Week 12: Analyzing Regression

This final week of classes was dedicated to studying the various statistical benchmarks that will allow us to make conclusions about how good a regression model fits two random variables \(X\) and \(Y\). To this end, we recall that in the regression model, we are given data \((x_i,y_i)\) and we assume that the labels (or 'responses') \(y_i\) are drawn from random variables that satisfy \[Y_i=\beta_0+\beta_1x_i+\epsilon_1\] where \(\beta_0,\beta_1\) is any choice of paramaters \(\in \mathbb{R}^2\) and \(\epsilon\sim N(0,\sigma^2)\). Viewing \(\beta_0,\) and \(\beta_1\) as the parameters of a statistical model led us to the computation of the associated MLE (\(\hat{\beta}_0,\hat{\beta}_1)\) given by \[\hat{\beta}_1=\sum w_i y_i, \text{ where } w_i=\frac{x_i-\overline{x}}{\sum_j (x_j-\overline{x})}\text{ and }\hat{\beta_0}=\overline{y}-\hat{\beta}_0\overline{x} \] This in turn leads to predictions for the labels \(\hat{y}_i=\hat{\beta_0}+\hat{\beta}_1x_i \).
As a first measure of fit, we can consider the sum of squares of the residuals:\[SSE=\sum \hat{\epsilon}^2_i=\sum (y_i-\hat{y}_i)^2\] We will also be interested in the variability (up to a constant factor) of the predicted values \(\hat{y}_i\)and the response values (or labels) \(y_i\). These are called the regression sum of squares and total sum of squares respectively: \[SSR=\sum_i (\hat{y}_i-\overline{\hat{y}})\] \[SST = \sum_i (y_i-\overline{y})\] The SSR in particular can be simplified a little, but before we do that, we prove the following lemma:
We have
  • \( \sum_i \hat{\epsilon_i}=0\)
  • \(\sum_i \hat{y_i}\hat{\epsilon_i}=0\)
  • \(\overline{y}=\overline{\hat{y}}\)
For the first claim , we note that \[ \sum_i \hat{\epsilon}_i = \sum_i (y_i-\hat{\beta}_0-\hat{\beta}_1 x_i)= n(\overline{y}-\hat{\beta}_0-\hat{\beta}_1\overline{x})=0\] by definition of \(\hat{\beta}_0\). For the second claim we first plan to show that \(\sum_i x_i\hat{\epsilon}_i=0\).

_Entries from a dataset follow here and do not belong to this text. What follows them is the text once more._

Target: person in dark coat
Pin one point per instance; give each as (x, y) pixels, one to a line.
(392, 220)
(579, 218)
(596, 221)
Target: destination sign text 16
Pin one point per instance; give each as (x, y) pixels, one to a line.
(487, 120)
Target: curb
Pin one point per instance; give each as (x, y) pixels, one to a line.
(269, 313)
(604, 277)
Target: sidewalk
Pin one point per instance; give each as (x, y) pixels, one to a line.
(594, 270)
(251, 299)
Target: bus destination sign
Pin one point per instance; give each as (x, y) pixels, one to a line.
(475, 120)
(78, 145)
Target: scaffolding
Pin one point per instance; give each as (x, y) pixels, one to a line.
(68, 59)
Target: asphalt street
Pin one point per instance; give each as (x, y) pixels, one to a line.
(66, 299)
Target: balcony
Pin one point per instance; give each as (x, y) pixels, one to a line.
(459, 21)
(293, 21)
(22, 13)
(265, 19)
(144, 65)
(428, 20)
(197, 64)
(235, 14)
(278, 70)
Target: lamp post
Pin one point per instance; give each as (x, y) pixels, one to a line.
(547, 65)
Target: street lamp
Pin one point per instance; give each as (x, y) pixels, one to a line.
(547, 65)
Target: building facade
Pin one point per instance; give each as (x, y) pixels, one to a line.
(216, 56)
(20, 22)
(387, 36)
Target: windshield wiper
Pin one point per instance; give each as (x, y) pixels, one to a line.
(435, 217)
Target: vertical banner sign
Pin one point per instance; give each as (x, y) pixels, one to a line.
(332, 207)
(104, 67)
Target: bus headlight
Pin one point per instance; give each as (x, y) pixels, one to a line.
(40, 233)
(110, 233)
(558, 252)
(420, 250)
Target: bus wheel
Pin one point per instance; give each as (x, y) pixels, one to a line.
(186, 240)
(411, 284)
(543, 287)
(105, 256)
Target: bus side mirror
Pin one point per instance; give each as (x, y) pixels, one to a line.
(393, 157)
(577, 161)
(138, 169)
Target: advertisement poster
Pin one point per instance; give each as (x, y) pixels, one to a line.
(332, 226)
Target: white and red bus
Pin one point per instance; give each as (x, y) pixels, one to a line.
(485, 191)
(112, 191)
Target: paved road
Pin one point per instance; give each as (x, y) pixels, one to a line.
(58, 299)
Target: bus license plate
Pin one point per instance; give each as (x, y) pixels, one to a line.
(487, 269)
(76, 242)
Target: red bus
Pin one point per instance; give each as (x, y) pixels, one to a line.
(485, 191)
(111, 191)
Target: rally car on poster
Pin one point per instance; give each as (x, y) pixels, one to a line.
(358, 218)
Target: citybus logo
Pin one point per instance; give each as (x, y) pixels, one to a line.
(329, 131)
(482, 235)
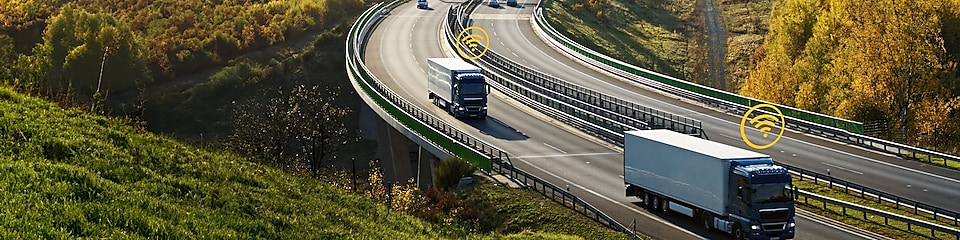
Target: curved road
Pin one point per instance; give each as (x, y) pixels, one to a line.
(513, 37)
(397, 53)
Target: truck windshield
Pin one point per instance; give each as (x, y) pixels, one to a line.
(473, 89)
(772, 192)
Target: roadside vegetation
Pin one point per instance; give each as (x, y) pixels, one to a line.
(257, 93)
(646, 33)
(874, 224)
(886, 62)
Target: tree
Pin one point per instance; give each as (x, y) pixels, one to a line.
(318, 124)
(79, 44)
(7, 57)
(300, 127)
(448, 173)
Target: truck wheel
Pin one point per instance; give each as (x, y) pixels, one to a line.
(707, 219)
(647, 200)
(664, 205)
(737, 232)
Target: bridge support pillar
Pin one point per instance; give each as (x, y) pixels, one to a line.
(425, 164)
(394, 154)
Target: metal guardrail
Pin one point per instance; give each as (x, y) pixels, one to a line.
(410, 115)
(880, 196)
(595, 108)
(692, 87)
(810, 122)
(443, 135)
(843, 205)
(422, 123)
(866, 213)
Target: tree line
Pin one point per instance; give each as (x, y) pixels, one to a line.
(888, 62)
(69, 48)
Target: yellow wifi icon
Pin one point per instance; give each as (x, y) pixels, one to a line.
(471, 45)
(764, 123)
(472, 41)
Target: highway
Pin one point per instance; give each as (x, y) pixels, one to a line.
(513, 37)
(397, 52)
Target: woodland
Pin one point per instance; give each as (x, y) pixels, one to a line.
(887, 63)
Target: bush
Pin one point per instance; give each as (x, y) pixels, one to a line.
(449, 172)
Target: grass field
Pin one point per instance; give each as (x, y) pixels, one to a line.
(874, 223)
(646, 33)
(70, 174)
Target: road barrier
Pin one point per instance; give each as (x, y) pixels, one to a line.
(490, 158)
(880, 196)
(866, 214)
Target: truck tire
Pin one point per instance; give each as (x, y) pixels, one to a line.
(737, 232)
(664, 205)
(647, 200)
(706, 219)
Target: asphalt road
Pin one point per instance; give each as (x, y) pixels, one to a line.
(397, 54)
(513, 37)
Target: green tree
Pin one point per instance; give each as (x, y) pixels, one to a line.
(7, 57)
(449, 171)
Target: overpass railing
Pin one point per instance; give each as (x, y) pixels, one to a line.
(936, 229)
(847, 131)
(571, 103)
(420, 122)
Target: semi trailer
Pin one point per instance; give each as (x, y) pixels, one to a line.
(737, 191)
(458, 87)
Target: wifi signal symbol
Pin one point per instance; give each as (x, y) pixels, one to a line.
(473, 41)
(764, 123)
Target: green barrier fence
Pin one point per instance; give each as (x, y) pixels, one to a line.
(851, 126)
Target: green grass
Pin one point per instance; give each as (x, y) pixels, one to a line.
(69, 174)
(747, 23)
(855, 218)
(525, 210)
(645, 33)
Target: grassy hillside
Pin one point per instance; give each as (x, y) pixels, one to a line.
(69, 174)
(649, 34)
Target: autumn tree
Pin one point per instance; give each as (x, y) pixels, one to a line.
(887, 60)
(89, 53)
(301, 127)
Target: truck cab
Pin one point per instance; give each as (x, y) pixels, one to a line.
(472, 89)
(764, 195)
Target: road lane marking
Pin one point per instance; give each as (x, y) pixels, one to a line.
(567, 155)
(841, 168)
(555, 148)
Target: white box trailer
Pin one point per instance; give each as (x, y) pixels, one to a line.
(728, 188)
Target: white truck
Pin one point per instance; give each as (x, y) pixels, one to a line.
(457, 86)
(737, 191)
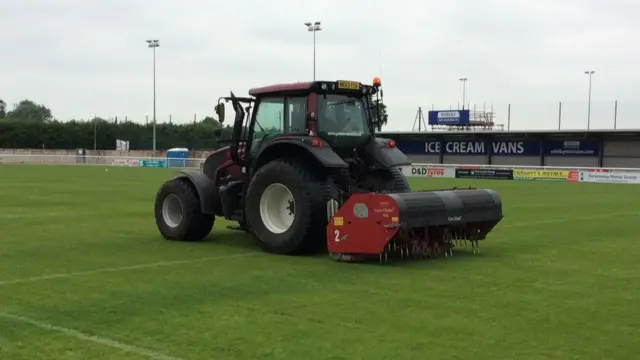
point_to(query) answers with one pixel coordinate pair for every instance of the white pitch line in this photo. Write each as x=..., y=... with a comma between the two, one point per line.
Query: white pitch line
x=178, y=262
x=120, y=268
x=91, y=338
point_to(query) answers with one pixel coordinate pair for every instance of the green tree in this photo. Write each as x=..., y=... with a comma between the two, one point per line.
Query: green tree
x=27, y=110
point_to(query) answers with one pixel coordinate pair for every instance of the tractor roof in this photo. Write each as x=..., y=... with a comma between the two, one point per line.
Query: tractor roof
x=339, y=86
x=280, y=87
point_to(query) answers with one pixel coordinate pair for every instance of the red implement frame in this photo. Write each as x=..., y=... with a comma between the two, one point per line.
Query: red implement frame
x=363, y=225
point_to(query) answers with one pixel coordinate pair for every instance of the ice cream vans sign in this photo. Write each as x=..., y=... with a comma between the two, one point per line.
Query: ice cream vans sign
x=498, y=148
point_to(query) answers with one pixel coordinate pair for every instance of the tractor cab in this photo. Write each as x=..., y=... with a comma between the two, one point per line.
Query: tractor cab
x=305, y=172
x=340, y=113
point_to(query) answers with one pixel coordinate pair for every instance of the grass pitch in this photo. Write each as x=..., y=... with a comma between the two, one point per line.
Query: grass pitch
x=84, y=274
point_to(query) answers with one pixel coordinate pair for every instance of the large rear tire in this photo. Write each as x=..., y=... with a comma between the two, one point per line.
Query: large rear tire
x=178, y=214
x=285, y=209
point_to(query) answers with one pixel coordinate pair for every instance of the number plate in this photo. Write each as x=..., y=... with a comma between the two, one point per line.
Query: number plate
x=349, y=85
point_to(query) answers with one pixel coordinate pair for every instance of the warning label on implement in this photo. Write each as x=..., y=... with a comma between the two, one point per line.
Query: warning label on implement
x=552, y=175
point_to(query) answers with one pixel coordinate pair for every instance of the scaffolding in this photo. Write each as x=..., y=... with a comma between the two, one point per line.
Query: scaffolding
x=479, y=120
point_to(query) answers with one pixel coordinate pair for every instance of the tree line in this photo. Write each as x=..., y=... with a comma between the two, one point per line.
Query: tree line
x=32, y=125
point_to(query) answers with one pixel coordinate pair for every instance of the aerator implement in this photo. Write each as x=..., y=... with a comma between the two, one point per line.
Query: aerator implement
x=305, y=172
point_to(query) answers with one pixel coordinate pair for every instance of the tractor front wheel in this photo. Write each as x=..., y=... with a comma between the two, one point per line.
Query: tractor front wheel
x=178, y=214
x=284, y=203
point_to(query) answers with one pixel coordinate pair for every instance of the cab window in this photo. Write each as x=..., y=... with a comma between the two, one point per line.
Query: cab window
x=296, y=114
x=269, y=116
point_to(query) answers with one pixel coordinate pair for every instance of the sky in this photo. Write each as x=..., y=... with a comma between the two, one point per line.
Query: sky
x=86, y=57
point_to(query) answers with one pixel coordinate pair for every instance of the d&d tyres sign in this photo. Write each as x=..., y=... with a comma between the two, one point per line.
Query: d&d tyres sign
x=549, y=175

This turns out to be equivalent to \(\frac{\partial}{\beta_1} L\bigg((x_1,\ldots x_n)\vert (\beta_0,\beta_1)\bigg)=0\), which we know to be true from last week. Concluding that \(\sum_i \hat{y}_i\epsilon_1=0\) is rather straightforward now since \[(\hat{\beta}_0+\hat{\beta}_1x_i)\hat{\epsilon}_i=\beta_0\sum_i\hat{\epsilon}_i+\hat{\beta}_1\sum_ix_i\epsilon_i=0+0=0\] The last claim follows from the first by dividing by \(n\)
We have \[SSR=\sum_i (\hat{y}_i-\overline{y})\]
We have \[SST=SSE+SSR\]
Clearly \[SST=\sum (y_i-\hat{y}_i+\hat{y}_i-\overline{y})^2=\sum_i (y_i-\hat{y}_i)^2+2\sum(y_i-\hat{y}_i)(\hat{y}_i-\overline{y})+\sum(\hat{y}_i-\overline{y})^2\] The first term in this sum is SSE and the last is SSR by the lemma. Finally, the middel term is zero as it is equal to \[2\sum \epsilon_i(\hat{y}_i-\overline{y})=0-0\] by the lemma again.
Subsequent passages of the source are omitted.